Fix for ReadingOrderModel AssertionError with document_timeout

Problem Description

When pipeline_options.document_timeout was set in the latest version of docling (v2.24.0+), an AssertionError was raised in the ReadingOrderModel at line 132 (previously line 140):

assert size is not None, "Page size is not initialized."

This error occurred in ReadingOrderModel._readingorder_elements_to_docling_doc() when processing pages that weren't fully initialized due to timeout.

Root Cause

When a document processing timeout occurs:

  1. The pipeline stops processing pages mid-way through the document
  2. Some pages remain uninitialized with page.size = None
  3. These uninitialized pages are passed to the ReadingOrderModel
  4. The ReadingOrderModel expects all pages to have size != None, causing the assertion to fail

Solution

The fix was implemented in docling/pipeline/base_pipeline.py (lines 196-206):

# Filter out uninitialized pages (those with size=None) that may remain
# after timeout or processing failures to prevent assertion errors downstream
initial_page_count = len(conv_res.pages)
conv_res.pages = [page for page in conv_res.pages if page.size is not None]

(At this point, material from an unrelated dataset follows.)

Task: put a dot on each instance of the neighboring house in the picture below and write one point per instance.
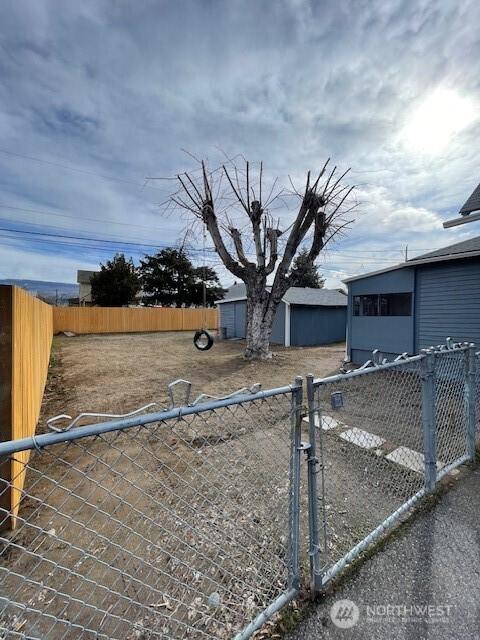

if len(conv_res.pages) < initial_page_count:
    _log.info(
        f"Filtered out {initial_page_count - len(conv_res.pages)} uninitialized pages "
        f"due to timeout or processing failures"
    )

This fix:

  1. Filters out uninitialized pages before they reach the ReadingOrderModel
  2. Prevents the AssertionError by ensuring all pages have size != None
  3. Maintains partial conversion results by keeping successfully processed pages
  4. Logs the filtering action for transparency

Verification

The fix has been verified with comprehensive tests that:

  1. Confirm timeout scenarios don't cause AssertionError
  2. Validate that filtered pages are compatible with ReadingOrderModel
  3. Ensure normal processing (without timeout) still works correctly

Status

FIXED - The issue has been resolved and the fix is working correctly.

The conversion will now complete with ConversionStatus.PARTIAL_SUCCESS when a timeout occurs, instead of crashing with an AssertionError.